What makes AC/DC's use of this tradition interesting rather than merely crude is the consistency and self-awareness with which it was applied. The band had built an entire aesthetic identity around a kind of cheerful, unashamed blue-collar hedonism that embraced sexual frankness as one component of a broader celebration of physical pleasure and energetic engagement with life. The lyric of "Let's Get It Up" participates in this broader world view rather than existing in isolation as a single suggestive phrase.

The hard rock context also shapes how the lyric functions culturally. Heavy rock audiences in 1982 had a long history of engagement with music that was explicitly concerned with energy, power, and physical sensation. Rock and roll had always carried an erotic charge as part of its fundamental identity, and AC/DC's lyrical approach was a direct continuation of a tradition that ran back through the blues to the origins of the form. By naming the double entendre so explicitly, the band was participating in a lineage of musicians who had used the sexual ambiguity of popular music as a source of creative vitality.
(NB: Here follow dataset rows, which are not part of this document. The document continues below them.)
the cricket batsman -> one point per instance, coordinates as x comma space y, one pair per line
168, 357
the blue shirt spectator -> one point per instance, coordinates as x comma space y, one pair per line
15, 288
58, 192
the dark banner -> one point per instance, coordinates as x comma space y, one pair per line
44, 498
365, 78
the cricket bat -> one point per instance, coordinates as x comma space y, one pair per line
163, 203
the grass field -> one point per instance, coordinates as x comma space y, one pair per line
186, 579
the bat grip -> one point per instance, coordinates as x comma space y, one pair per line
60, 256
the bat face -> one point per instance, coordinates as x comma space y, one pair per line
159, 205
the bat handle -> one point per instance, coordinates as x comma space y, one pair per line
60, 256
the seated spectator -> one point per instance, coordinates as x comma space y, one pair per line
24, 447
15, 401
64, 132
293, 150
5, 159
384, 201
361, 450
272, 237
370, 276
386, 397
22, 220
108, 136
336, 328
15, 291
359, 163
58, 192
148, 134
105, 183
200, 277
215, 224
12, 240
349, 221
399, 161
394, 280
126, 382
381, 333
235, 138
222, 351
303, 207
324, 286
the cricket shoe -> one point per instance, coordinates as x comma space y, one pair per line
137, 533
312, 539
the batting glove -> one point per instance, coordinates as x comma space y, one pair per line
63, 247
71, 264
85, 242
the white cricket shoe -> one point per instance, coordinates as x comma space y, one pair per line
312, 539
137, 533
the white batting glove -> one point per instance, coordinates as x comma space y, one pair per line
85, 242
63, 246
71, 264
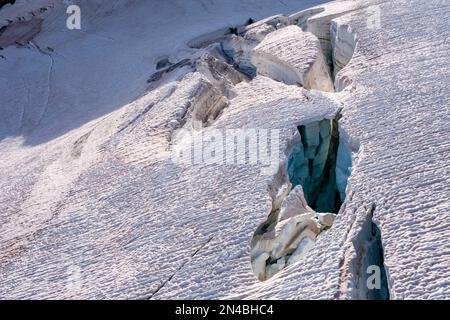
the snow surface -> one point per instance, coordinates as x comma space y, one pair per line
92, 204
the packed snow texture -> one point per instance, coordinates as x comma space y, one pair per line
93, 205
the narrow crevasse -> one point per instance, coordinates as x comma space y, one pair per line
319, 162
312, 164
367, 274
317, 171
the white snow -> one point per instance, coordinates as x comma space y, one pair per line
93, 205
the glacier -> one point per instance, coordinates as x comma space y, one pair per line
351, 96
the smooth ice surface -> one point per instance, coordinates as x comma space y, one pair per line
92, 205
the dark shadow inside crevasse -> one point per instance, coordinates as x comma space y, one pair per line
312, 164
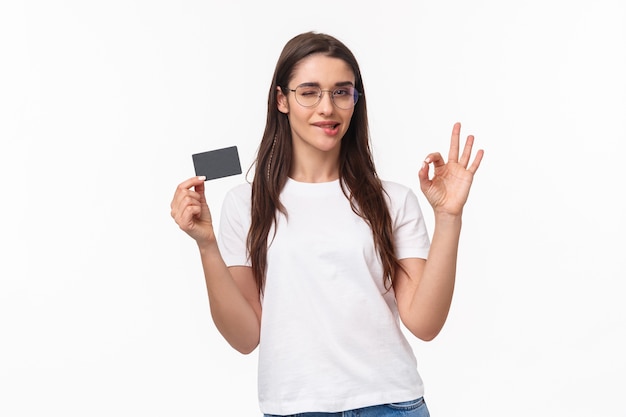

There is also a performative quality to the lyric that should not be overlooked. The exhortation in the title and throughout the song is addressed to an audience, a "you" that is being commanded to rise to the occasion. This direct address, characteristic of concert rock more broadly, positions the song as an interaction between performer and audience rather than a monologue or confession. The meaning of the lyric is completed only in the moment of performance, when the energy the song describes is actually generated in the relationship between the band and the crowd. The text becomes action in the live context, and it is in that context that the full intention of the writing is realized.

The song represents AC/DC at their most deliberately straightforward, which is itself a kind of sophistication: the ability to strip a lyric down to its most essential energetic function while maintaining enough wit and ambiguity to reward repeated attention is not as easy as the band made it appear. The careful calibration of the double entendre, present enough to be noticed but not so explicit as to be excluding, is part of what made AC/DC's brand of hard rock accessible to audiences who might have rejected music that was either more aggressively raunchy or more conventionally restrained. The balance they struck on this and similar tracks was a genuinely distinctive achievement in the genre.